A Roma, martedì 3 giugno, si è consumato uno di quegli incontri che, sotto la superficie delle dichiarazioni diplomatiche, racconta molto più di quanto dicono i comunicati stampa. Emmanuel Macron e Giorgia Meloni, incarnazioni di due visioni politiche solo in apparenza inconciliabili, si sono seduti per più di tre ore a Palazzo Chigi per ricucire una relazione bilaterale fatta di tensioni, incomprensioni e sfide condivise. La parola chiave, stavolta, non è stata “conflitto”, ma “complementarietà”.

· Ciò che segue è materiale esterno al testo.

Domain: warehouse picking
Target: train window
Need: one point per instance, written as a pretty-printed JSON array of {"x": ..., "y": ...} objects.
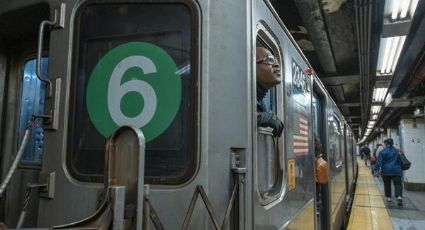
[
  {"x": 138, "y": 68},
  {"x": 317, "y": 116},
  {"x": 32, "y": 103},
  {"x": 269, "y": 169},
  {"x": 335, "y": 142}
]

Dietro i sorrisi e la formula di rito sulle “profonde convergenze”, si nasconde l’urgenza di un’Europa che scricchiola sotto il peso del disimpegno americano, delle incognite ucraine, della competizione interna per la leadership continentale e dell’avanzata dei sovranismi. E in questa partita a scacchi strategica, Italia e Francia hanno più da perdere che da guadagnare dal continuo muro contro muro.

Il ritorno alla diplomazia dei fatti

Non era scontato. Le relazioni tra Parigi e Roma erano da tempo congelate a livello di vertice, nonostante la piena operatività del Trattato del Quirinale e la cooperazione ministeriale che ha continuato a funzionare. Il gelo si era fatto ancora più rigido dopo l’assenza di Meloni nella visita a Kiev accanto a Macron, Merz, Starmer e Tusk. A ciò si aggiunge il sospetto, da parte francese, che la premier italiana coltivi un’ambiguità di fondo nei confronti del trumpismo e di alcune spinte centrifughe europee.

Ma Macron ha scelto di rompere l’inerzia. Lo ha fatto per almeno tre ragioni: primo, perché l’Europa deve trovare una voce comune nell’era post-Atlantica, dove il ritiro USA dalle posizioni chiave del continente è ormai più che una possibilità; secondo, perché l’asse franco-tedesco, per quanto centrale, non basta più a reggere l’architettura comunitaria; terzo, perché lasciare l’Italia ai margini significa indebolire l’intero fronte europeista.

Il linguaggio dell’egemonia

Il linguaggio usato dopo l’incontro parla da solo: “profonde convergenze”, “coordinamento europeo”, “agenda condivisa”. Nessun accenno ai nodi veri: disuguaglianze interne, crisi climatica, povertà energetica, precarietà sociale. È la grammatica dell’Europa fortezza, che di fronte all’incertezza sceglie la scorciatoia del riarmo e della verticalizzazione delle decisioni. Le differenze tra Macron e Meloni, a ben vedere, sono più di forma che di sostanza. Entrambi sono interpreti di un europeismo condizionale: funzionale alla stabilità dei mercati, ma incapace di farsi progetto popolare.

La destra meloniana ottiene così legittimità internazionale senza rinnegare nulla del proprio impianto ideologico. La Francia macroniana, invece, gioca su due tavoli: isolare le destre all’interno, trattare con esse all’esterno. È la vecchia logica della “ragion di Stato”, che qui si declina in chiave post-sovranista: ciascuno resta sé stesso, ma si riconosce nel bisogno di una governance continentale capace di contenere le spinte centrifughe, di sinistra e di destra.

Dove sono i popoli?

In tutto questo, a mancare completamente è la voce dei cittadini europei. Si discute di come evitare la vulnerabilità militare, ma non si parla di come affrontare la vulnerabilità sociale. Si preparano bilanci più flessibili per armarsi, ma si mantengono rigidi per la sanità, l’istruzione, la casa. E mentre si riaprono i canali diplomatici tra capitali, si lasciano chiusi quelli con le piazze, i lavoratori, le famiglie.

Anche il nodo della cittadinanza europea, sollevato da tempo dalla società civile, non entra nell’agenda. Eppure, se c’è qualcosa che davvero unirebbe l’Europa, non sono i satelliti né i missili, ma l’uguaglianza dei diritti, la mobilità sicura, la partecipazione dei giovani e dei migranti alla vita politica del continente.

L’Europa del disincanto

L’incontro tra Meloni e Macron non è un segnale di pace, ma di ordine. L’ordine dei governi, delle cancellerie, degli apparati. In un’Europa sempre più spaventata, che si rifugia nella sicurezza come risposta a tutto, il rischio è che si dimentichi la sua vocazione originaria: non solo difendersi, ma trasformare il presente. Dalle sue fondamenta.

E allora sì, Meloni e Macron si parlano. Ma la domanda che resta è: chi parla per noi?